Dés qu’elle n’entendit plus les pas des gardes, elle se mit à chercher activement comment s’enfuir. Le soldat avait resserré ses liens. La petite fenêtre était solide et efficace. Les barreaux en face d’elle ne lui permettaient ni de passer à travers par sa petite taille, ni de siller les barres pour s’enfuir. Elle n’avait aucune solution pour se sortir de cette impasse. Alors qu’elle essayait de ronger le fer avec ses dents, un caillou traversa la fenêtre et atterrit au milieu de sa cellule. Intriguée, elle s’avança vers l’extérieur. Le visage affûté d’une femme d’âge avancé la fixait avec intérêt. Elle semblait avoir escaladé la coque du navire. Une corde la maintenait en suspension devant le cachot alors qu’en contrebas, un petit groupe l’assuré.
Elle commença à prendre des notes et l’examinait avec attention.
- Qui êtes-vous ? demanda Ozanne, interloquée.
- Je suis une journaliste. Ne bougez pas, je prends vos contours de visages pour le journal de la capitale.
Ozanne ne fut pas très resceptive. Elle regarda le vide à travers les barreaux en bois de la fenêtre.
- Vous pouvez peut-être me libérer ? reprit Ozanne.
La femme leva ses yeux marron, étonnée, par sa demande.
- Je ne libère pas des meurtriers. Je suis là pour nourrir les faits divers. Ce que je fais n’est, certes, pas des plus légal, mais un visage réel rend le dessin et l’histoire plus attirante.
Ozanne jura. Si elle avait pu, elle l’aurait fait tomber dans le vide.

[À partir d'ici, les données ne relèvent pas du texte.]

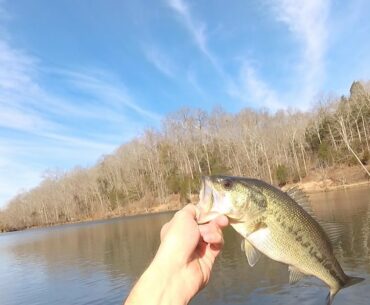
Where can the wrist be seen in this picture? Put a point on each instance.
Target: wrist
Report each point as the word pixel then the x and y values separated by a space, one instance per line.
pixel 160 284
pixel 170 279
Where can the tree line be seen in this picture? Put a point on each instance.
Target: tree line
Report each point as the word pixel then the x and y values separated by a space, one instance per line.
pixel 164 166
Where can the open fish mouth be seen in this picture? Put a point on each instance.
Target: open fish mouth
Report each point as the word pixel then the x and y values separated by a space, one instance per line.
pixel 207 202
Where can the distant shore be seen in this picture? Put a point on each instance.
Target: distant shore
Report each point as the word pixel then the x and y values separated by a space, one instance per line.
pixel 316 182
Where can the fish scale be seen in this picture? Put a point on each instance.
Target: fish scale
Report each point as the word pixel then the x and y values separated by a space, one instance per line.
pixel 272 222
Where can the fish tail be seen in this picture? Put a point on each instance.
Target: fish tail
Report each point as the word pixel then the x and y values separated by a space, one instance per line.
pixel 351 280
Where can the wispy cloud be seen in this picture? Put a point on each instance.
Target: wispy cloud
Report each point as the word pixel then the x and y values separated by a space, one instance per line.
pixel 196 28
pixel 41 128
pixel 252 90
pixel 160 60
pixel 308 22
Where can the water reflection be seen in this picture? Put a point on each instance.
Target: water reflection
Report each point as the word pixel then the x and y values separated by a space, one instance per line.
pixel 97 263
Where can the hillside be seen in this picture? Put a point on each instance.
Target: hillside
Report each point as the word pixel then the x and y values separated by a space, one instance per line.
pixel 162 169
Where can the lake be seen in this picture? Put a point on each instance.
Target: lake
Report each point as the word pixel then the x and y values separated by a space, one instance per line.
pixel 98 262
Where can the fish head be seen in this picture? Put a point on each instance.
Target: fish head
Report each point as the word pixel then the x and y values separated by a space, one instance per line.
pixel 223 195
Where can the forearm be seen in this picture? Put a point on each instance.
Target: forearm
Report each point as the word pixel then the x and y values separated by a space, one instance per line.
pixel 159 286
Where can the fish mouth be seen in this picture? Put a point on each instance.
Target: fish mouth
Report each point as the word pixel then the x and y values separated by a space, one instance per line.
pixel 207 200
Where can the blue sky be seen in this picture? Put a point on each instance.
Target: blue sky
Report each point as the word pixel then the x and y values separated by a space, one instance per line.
pixel 79 78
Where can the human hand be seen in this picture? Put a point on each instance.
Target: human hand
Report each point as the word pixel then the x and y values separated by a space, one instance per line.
pixel 191 249
pixel 183 263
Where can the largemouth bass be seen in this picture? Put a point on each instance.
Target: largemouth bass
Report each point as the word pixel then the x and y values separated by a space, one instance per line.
pixel 278 224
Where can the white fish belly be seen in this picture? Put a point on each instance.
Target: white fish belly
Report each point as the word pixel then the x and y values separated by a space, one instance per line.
pixel 262 240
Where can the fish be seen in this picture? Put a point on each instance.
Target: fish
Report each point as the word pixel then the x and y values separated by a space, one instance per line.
pixel 278 224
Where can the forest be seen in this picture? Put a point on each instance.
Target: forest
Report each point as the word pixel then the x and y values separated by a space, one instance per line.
pixel 163 167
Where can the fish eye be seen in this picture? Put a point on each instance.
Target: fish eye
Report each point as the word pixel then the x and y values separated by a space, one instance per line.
pixel 227 184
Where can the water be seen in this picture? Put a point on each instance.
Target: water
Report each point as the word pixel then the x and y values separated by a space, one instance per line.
pixel 97 263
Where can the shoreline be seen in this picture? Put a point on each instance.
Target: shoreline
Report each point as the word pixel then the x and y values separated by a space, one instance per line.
pixel 309 186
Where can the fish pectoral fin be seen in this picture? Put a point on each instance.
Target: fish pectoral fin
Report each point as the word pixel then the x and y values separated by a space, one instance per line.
pixel 295 275
pixel 333 230
pixel 253 255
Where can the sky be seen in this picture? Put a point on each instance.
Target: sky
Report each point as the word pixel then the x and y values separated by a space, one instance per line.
pixel 80 78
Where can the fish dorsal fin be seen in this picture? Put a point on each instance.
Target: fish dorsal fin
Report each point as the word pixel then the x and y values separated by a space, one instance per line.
pixel 251 252
pixel 295 275
pixel 333 231
pixel 299 196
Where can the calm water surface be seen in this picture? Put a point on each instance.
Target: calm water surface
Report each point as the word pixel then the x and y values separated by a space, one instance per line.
pixel 97 263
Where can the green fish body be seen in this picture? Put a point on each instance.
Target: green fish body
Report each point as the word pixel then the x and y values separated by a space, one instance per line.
pixel 273 223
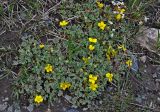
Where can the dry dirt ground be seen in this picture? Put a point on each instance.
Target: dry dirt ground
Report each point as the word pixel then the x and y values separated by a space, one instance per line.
pixel 146 88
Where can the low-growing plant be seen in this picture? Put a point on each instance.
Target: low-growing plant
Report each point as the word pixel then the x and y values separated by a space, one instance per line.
pixel 90 54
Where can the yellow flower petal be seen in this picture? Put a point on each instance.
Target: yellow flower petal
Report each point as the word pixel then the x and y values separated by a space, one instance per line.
pixel 101 25
pixel 91 47
pixel 129 63
pixel 109 77
pixel 38 99
pixel 93 86
pixel 63 23
pixel 93 40
pixel 100 5
pixel 41 46
pixel 118 17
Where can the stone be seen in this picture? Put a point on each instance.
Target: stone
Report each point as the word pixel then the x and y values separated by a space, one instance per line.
pixel 148 38
pixel 3 106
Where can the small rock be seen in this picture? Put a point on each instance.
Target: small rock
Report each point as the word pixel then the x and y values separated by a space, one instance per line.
pixel 134 67
pixel 143 59
pixel 149 38
pixel 3 107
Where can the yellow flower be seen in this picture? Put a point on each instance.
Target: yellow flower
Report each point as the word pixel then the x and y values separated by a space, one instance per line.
pixel 122 11
pixel 100 5
pixel 129 63
pixel 122 47
pixel 86 59
pixel 92 79
pixel 65 85
pixel 109 77
pixel 38 99
pixel 48 68
pixel 93 87
pixel 118 17
pixel 91 47
pixel 110 53
pixel 93 40
pixel 102 25
pixel 63 23
pixel 41 46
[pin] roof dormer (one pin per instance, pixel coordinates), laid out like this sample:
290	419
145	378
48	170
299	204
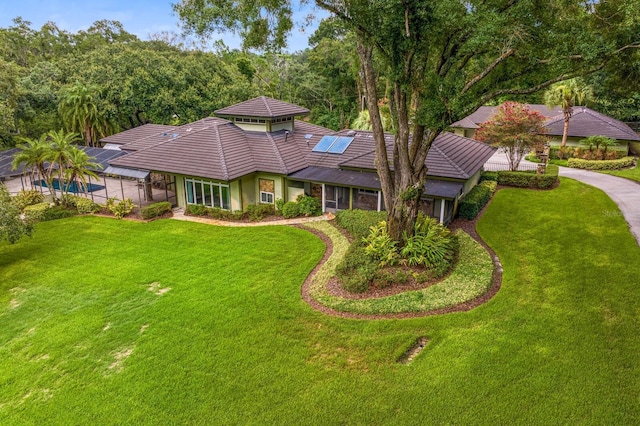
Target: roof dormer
263	114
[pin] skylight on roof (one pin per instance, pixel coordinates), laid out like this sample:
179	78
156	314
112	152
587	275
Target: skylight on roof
324	144
333	144
340	145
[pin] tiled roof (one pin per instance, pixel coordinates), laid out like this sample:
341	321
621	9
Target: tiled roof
262	107
370	180
587	122
450	156
137	133
217	149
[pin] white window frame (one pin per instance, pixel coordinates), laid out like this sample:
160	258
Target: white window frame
267	194
221	200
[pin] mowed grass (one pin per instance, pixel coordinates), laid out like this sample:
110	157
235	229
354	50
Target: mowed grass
632	173
85	339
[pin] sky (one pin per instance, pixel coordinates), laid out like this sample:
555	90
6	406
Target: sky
139	17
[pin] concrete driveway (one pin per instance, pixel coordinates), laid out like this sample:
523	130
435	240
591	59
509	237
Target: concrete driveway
624	192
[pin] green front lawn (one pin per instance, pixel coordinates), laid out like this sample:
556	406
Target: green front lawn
115	322
633	173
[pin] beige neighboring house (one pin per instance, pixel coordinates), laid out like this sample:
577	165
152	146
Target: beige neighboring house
584	122
257	151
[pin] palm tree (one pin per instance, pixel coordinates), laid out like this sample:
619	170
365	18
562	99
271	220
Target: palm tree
61	144
79	111
566	94
80	165
33	156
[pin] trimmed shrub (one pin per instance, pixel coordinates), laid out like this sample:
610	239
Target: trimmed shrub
489	176
476	199
622	163
257	212
57	212
356	270
35	212
155	210
220	214
379	246
28	197
196	210
290	209
432	246
358	222
526	179
120	208
578	152
86	206
308	205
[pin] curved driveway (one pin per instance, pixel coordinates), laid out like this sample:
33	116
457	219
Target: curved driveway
624	192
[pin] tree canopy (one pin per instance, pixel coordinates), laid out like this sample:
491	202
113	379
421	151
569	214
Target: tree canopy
441	60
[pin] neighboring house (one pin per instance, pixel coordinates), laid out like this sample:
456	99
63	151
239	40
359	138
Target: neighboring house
584	122
256	152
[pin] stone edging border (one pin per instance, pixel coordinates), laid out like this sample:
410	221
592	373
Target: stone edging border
496	282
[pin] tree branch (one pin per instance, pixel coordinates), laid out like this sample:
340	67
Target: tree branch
509	52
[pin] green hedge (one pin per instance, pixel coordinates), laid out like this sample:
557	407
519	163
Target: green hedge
526	179
155	210
35	212
579	151
57	212
489	176
476	199
622	163
357	222
28	197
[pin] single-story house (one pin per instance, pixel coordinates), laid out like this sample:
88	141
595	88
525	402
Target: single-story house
584	122
257	152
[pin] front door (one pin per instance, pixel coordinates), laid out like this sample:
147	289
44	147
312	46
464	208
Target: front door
336	198
330	197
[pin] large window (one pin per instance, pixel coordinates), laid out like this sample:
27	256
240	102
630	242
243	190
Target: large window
210	194
267	190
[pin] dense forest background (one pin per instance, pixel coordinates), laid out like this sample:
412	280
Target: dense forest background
105	80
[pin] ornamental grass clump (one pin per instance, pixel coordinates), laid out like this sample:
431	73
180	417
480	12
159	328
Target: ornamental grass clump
376	260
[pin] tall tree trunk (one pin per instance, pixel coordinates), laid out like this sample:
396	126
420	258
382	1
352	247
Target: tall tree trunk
565	134
403	188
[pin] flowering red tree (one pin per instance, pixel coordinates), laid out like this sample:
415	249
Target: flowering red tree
515	129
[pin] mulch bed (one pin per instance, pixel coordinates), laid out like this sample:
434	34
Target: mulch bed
469	226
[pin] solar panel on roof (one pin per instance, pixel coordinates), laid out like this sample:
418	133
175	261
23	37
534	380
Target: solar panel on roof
324	144
340	145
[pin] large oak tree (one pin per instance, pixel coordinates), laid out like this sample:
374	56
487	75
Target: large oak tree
442	59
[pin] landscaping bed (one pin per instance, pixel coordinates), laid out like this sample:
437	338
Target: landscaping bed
471	278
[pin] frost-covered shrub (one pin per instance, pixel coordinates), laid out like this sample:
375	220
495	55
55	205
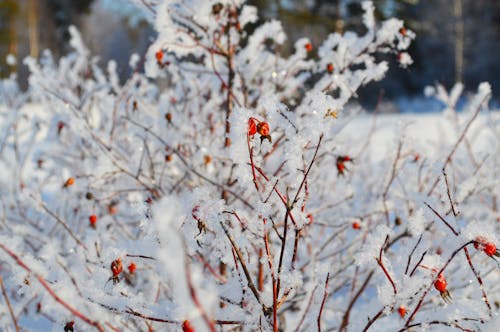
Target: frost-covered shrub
241	197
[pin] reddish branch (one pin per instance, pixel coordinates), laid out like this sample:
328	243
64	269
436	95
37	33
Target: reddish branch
12	315
391	179
479	280
56	297
420	302
194	297
345	318
273	279
442	219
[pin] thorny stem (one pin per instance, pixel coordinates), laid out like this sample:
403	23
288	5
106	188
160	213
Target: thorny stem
307	309
325	296
47	287
391	179
194	297
250	283
345	318
460	139
273	280
60	222
381	264
436	322
442	219
479	280
12	315
419	304
289	207
411	254
455	214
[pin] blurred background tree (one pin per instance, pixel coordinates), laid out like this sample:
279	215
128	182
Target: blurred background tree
457	40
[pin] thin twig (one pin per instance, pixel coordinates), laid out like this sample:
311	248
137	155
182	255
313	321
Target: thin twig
47	287
442	219
325	296
4	292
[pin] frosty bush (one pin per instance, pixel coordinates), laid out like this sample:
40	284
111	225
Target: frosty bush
237	198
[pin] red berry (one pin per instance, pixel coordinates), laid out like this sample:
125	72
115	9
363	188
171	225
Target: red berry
69	182
69	327
402	311
159	56
187	327
116	267
490	249
60	126
440	284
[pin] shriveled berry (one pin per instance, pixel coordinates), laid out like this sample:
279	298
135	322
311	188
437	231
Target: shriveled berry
402	311
93	220
159	56
252	127
329	67
69	182
187	327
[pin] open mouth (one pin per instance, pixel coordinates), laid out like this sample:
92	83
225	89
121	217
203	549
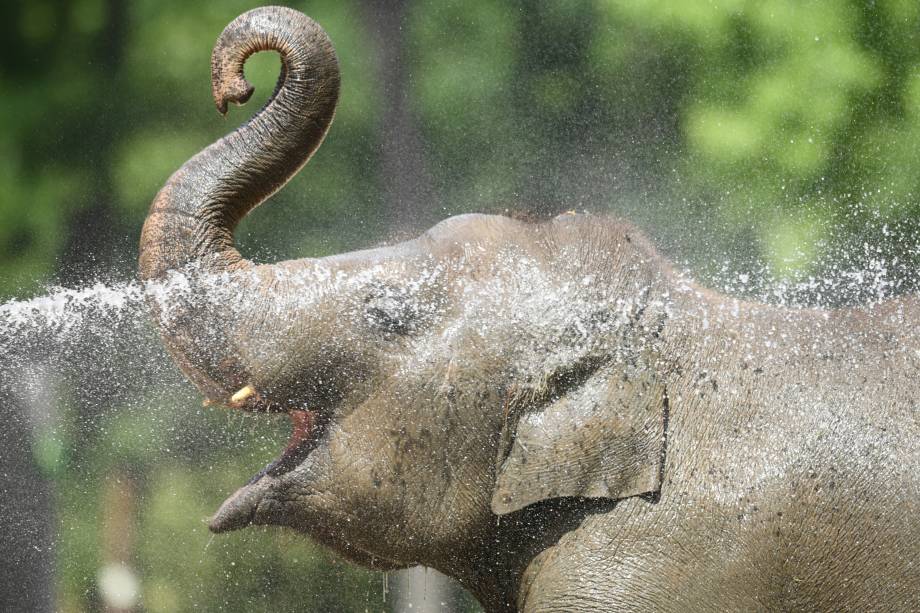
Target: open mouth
238	511
306	429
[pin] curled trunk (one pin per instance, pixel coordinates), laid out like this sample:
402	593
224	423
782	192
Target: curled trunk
193	217
190	224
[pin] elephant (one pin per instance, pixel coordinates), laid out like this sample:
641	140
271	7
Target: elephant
547	411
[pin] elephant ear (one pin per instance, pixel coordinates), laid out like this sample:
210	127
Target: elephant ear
593	432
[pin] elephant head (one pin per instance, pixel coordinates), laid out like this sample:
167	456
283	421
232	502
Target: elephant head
443	390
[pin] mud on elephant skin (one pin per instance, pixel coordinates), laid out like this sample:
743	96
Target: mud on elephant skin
547	412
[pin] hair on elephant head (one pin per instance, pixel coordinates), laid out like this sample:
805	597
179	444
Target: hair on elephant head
546	411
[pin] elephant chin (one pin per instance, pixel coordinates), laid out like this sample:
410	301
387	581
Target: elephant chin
242	508
253	504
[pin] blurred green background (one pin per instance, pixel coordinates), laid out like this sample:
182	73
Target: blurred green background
766	145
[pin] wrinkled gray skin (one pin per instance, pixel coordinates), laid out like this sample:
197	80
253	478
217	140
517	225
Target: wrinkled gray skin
546	412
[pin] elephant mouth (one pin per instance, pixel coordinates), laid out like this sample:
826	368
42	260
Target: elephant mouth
306	430
239	510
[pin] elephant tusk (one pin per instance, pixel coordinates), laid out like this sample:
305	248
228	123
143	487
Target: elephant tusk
242	395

- Laissez-moi tranquille, alors !
Elle s’assit sous la fenêtre pour ne plus être vue de la dessinatrice. Quelques instants après, elle entendit qu’on la faisait descendre. Ozanne se résolut à ne pouvoir s’enfuir de cette prison. Elle mit sa tête dans ses mains. Après tout ce qu’elle avait vécu, la jeune femme ne pouvait abandonner maintenant.
Bientôt, les gardes l’emportèrent et la traînèrent jusqu’à une cellule plus grande, mais encore plus sophistiquée. On remplaça ses liens par des menottes d’aciers puissantes et on lui lava la plaie de sa tête. Le navire quitta le port et continua son trajet dans le détroit.